I am looking for any help or advice thst my life will not be like this for ever. I am bed bound at 40 my left foot is paralysed and i am having fits every day. I was diagnosed in may and have been kn icu 4 times on life support since then. I am on 40mg of steroids and finish cyclophoshomide snd just started azythoprine. I know i should be thankful i am alive but i am so miserable with how its affecting me.
Cerebral vasculitus : I am looking for any... - Vasculitis UK
obviously this reply can't be too specific because everyone is affected differently but i do know many people that are diagnosed with vasculitis take some time to get the illness under control and then start to see some improvement.
You will probably have seen how important it is to be treated by someone very experienced in vasculitis and i'm sure someone from vasculitis uk will point you in the right direction if that is not the case already.
i can only say i hope you are feeling much better soon
I'm sorry to hear that you're so ill with cerebral vasculitis. I'm curious as to why you haven't been treated with Rituxan. As I understand it, it is the recommended protocol— though, I don't know your history or whether Rituxan is appropriate. Just wondering. Hope you start to get answers and turn things around.
I have never been offered rituxan. I have asked to be referred to a specialist in liverpool i think its called the walton centre. What is the difference between them. I just feel completely overwhelmed by it all. I went in hospitalfor pain management on april 9th and thats the last i remeber for a good few weeks. I have been on life support 4 times over the last few months. One step forward 2 back.
Cerebral vasculitis isn't ANCA associated so has different treatments than for GPA and others. Rituximab also has less proven efficacy in cerebral vasculitis, though it is sometimes used, especially for younger women for whom fertility is a concern. Cyclophosphamide is the classic treatment though, and works more quickly than Rituximab. So Joan has has a good treatment.
What is anca associated mean xx sorry to keep asking questions but i am so scared what the outcome is going to be.
Sorry. Vasculitis takes various forms, and some of the more common are ANCA associated ones. These tend to be better researched, and get more new treatments approved,
Cerebral vasculitis is different, so the treatments that are approved for these other diseases are not automatically used for it.
Please be assured that you have been getting the right standard treatment, in the UK certainly. And it is the best treatment to help you recover.
To read more about ANCA forms of vasculitis see
But again cerebral vasculitis isn't of that kind. And you are getting the right treatment.

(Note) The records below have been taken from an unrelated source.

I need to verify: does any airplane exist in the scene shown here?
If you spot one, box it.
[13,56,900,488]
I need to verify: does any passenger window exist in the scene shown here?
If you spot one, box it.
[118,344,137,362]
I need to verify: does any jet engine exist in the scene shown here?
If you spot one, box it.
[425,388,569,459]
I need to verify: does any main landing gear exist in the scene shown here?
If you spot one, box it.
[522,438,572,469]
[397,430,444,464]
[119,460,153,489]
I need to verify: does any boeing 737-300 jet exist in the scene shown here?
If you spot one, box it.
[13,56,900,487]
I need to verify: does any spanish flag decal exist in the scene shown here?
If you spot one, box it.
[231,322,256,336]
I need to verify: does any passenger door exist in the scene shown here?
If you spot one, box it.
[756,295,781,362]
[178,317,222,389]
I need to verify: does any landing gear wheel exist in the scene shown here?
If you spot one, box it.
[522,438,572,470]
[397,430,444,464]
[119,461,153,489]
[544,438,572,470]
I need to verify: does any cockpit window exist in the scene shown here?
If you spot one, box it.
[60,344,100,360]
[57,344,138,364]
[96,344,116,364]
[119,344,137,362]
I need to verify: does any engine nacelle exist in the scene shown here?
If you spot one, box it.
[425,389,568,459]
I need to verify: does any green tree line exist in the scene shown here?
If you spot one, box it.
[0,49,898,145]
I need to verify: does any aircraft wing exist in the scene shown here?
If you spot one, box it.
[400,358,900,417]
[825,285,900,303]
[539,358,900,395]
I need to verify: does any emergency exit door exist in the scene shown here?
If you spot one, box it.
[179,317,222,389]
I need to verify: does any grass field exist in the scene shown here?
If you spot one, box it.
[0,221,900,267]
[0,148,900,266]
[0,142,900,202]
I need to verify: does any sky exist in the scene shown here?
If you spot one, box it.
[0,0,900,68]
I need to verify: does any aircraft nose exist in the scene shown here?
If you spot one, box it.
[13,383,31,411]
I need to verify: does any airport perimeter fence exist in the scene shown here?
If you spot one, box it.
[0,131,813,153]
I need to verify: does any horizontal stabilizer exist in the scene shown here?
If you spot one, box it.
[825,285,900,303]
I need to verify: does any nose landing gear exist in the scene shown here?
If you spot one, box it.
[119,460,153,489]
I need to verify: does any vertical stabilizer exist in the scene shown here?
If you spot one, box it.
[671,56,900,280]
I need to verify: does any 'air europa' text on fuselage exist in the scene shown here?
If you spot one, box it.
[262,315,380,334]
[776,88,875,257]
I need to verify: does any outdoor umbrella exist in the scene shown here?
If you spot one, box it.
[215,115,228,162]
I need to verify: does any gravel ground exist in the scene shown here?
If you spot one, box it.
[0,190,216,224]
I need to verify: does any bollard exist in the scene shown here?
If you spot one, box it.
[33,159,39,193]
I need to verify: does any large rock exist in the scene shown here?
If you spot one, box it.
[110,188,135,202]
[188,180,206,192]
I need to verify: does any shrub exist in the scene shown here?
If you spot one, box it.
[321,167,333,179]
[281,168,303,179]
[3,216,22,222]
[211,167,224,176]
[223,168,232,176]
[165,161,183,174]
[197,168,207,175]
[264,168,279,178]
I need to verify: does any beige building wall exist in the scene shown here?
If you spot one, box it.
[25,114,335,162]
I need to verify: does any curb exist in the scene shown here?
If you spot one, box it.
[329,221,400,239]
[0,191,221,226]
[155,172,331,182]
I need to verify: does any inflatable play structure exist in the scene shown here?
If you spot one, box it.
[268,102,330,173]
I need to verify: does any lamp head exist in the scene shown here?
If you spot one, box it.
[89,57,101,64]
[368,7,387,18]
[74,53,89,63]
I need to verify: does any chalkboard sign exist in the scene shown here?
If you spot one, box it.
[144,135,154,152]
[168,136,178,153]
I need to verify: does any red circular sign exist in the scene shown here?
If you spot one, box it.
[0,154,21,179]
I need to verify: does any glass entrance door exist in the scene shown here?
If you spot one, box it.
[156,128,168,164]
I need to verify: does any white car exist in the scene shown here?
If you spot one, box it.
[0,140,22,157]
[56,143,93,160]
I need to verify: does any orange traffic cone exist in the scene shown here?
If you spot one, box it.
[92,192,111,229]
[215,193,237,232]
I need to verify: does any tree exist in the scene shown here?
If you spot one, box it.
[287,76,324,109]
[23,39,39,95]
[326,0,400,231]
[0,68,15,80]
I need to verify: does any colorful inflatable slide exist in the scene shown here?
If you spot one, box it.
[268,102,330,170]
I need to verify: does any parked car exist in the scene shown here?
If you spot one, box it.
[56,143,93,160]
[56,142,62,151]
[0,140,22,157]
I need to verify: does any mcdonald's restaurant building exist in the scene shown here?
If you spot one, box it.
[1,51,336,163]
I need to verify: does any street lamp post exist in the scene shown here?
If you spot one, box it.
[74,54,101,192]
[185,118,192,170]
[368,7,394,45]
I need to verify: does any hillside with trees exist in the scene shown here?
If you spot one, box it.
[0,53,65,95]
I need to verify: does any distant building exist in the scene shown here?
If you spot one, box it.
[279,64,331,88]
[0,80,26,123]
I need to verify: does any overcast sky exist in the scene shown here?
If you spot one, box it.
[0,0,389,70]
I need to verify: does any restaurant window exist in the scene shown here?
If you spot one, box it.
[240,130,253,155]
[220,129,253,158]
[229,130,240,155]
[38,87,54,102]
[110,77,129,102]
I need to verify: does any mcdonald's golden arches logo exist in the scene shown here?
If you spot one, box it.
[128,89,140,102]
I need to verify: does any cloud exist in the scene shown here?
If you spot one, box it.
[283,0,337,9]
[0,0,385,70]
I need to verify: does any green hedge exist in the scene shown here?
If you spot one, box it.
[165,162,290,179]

I've been ill with cerebral vasculitis since 1994 when I was just 22. I had a 3 year delay in diagnosis and then a 15 year delay in proper chemo Cyclophosphamide treatment due to fertility concerns (not mine!), which didn't help me have the best outcome. But you have had the best treatment promptly, and have the best prospects of a good outcome.
However you're still early on in the process. Cyclophosphamide generally works well for cerebral vasculitis - and be assured it is the standard treatment - but it can take some time before you see all its benefits. It can be months or even years for all improvement to occur. When I finally had proper Cyclophosphamide treatment in 2012 I reacted badly to it, but over the next year I started to improve more and more. So it takes time.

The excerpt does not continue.